I dress in black, and I keep my mask in the passenger seat with its empty eyes turned toward me.
Her routine unfolds right in front of me. I trail her like a shadow that remembers how to smile. She never looks in the rearview long enough to notice.
I watch her push a cart down the grocery aisle, pretending she hates takeout even though we both know she lives on it.
Then it’s the Halloween store, where she spends money like it isn’t real on way too many decorations I’m sure she plans to use as props.
When she parks outside the nail salon, she tilts the mirror down and checks her lipstick, then laughs at herself and flips it closed.
She’s easy to watch when she thinks she’s not performing.
It feels like I'm stealing minutes that don’t belong to me.
Now I’m staring through the window while some stranger files her nails.
She’s letting another man hold her hand, filing her pretty black nails.
I sit in the car, watching his fingers on hers, and my teeth ache with anger.
I want to snap his file and stuff it down his fucking throat.
But I don’t move. She likes her nails black.
If I ruin that, I ruin the part where she looks at her hands and thinks of herself as the kind of woman who can claw her way out of anything.
At the counter, she pays with a smile, then slips into the dusk sky.
I watch as she walks to her car, just two spaces to the left of mine, and slides into it, tossing her bag carelessly onto the passenger seat.
The second the engine turns, the stereo blasts so loud I hear it through my windows.
Dracula by Bea Miller. Of course. Our little horror blasting an anthem about monsters and blood.
It rattles her speakers, probably rattles her bones, and she looks like she wouldn’t care if it deafened her.
She doesn’t notice me slip out right after her.
I keep a steady distance, headlights tucked far enough back to look like any other car.
Through her rear window, I catch glimpses of her—hair bouncing with the beat, shoulders moving, one hand drumming the wheel while the other keeps her steady.
When the chorus hits, both arms fly up, and for a second I see her silhouette throwing herself into it like the music belongs to her alone.
I can’t hear her, but I can imagine the sound—raw, how it’ll break apart when she’s screaming for me instead.
Not once does she look back. Not at the mirrors, not at me. I could ride her bumper, I could cut my lights, I could pull alongside and she wouldn’t notice. She’s too far gone in her little concert, too high on the sound of her own fun.
She pulls onto her street, still singing, still moving with the music.
I drop farther behind before she notices the same set of headlights following too long.
When she turns into her drive, I roll past and cut the engine a block down.

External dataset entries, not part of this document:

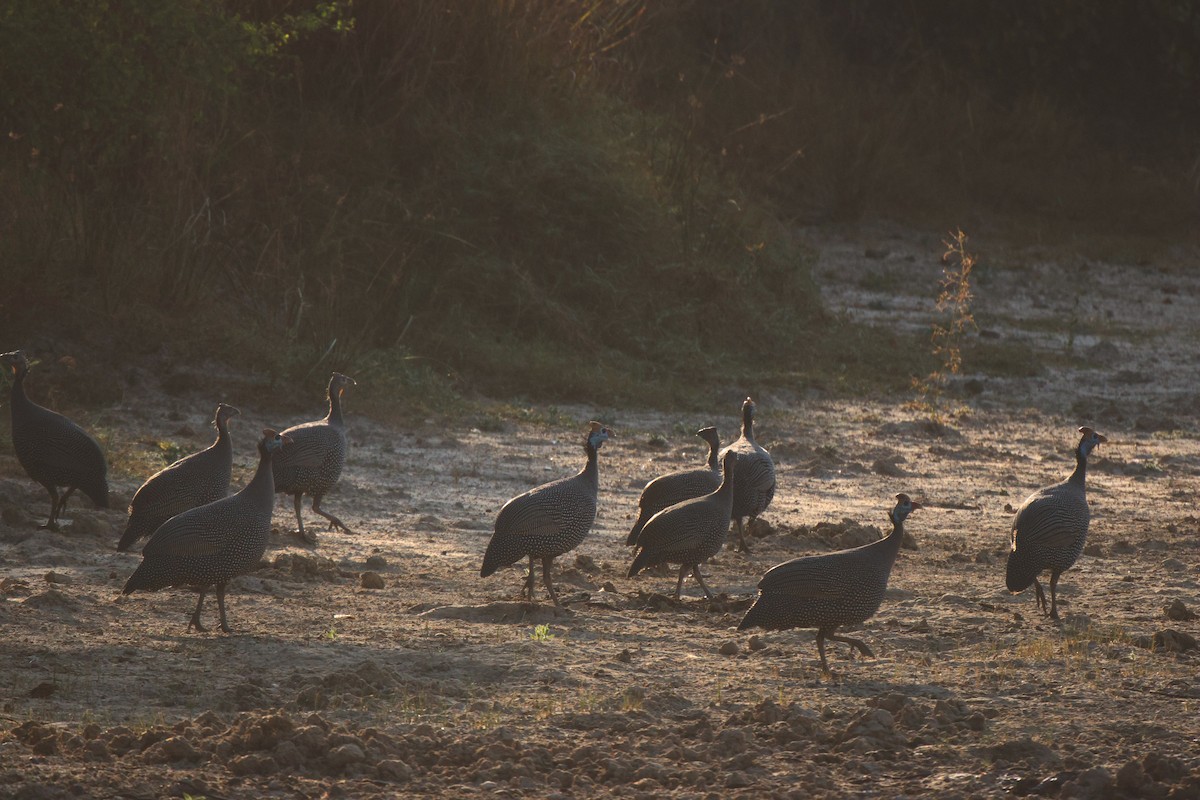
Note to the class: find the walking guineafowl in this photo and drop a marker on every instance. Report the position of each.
(1050, 529)
(676, 487)
(754, 473)
(547, 521)
(313, 462)
(689, 533)
(832, 590)
(52, 449)
(191, 481)
(210, 545)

She climbs out of her car and pauses just long enough to glance up and down the street.
Nothing stirs. No one watching her but me.
She heads up the steps, keys in hand, door swinging open like she can’t wait to get back inside her own little world.
I kill the engine and sit in the dark. Corwin and Evander are already waiting, tucked away inside her walls, biding their time. All I have to do is wait for Evander’s text that she’s asleep. Then I’ll go in. Then we’ll strip away every illusion she still clings to.
Soon, Little Horror. You’re going to get everything you crave and more.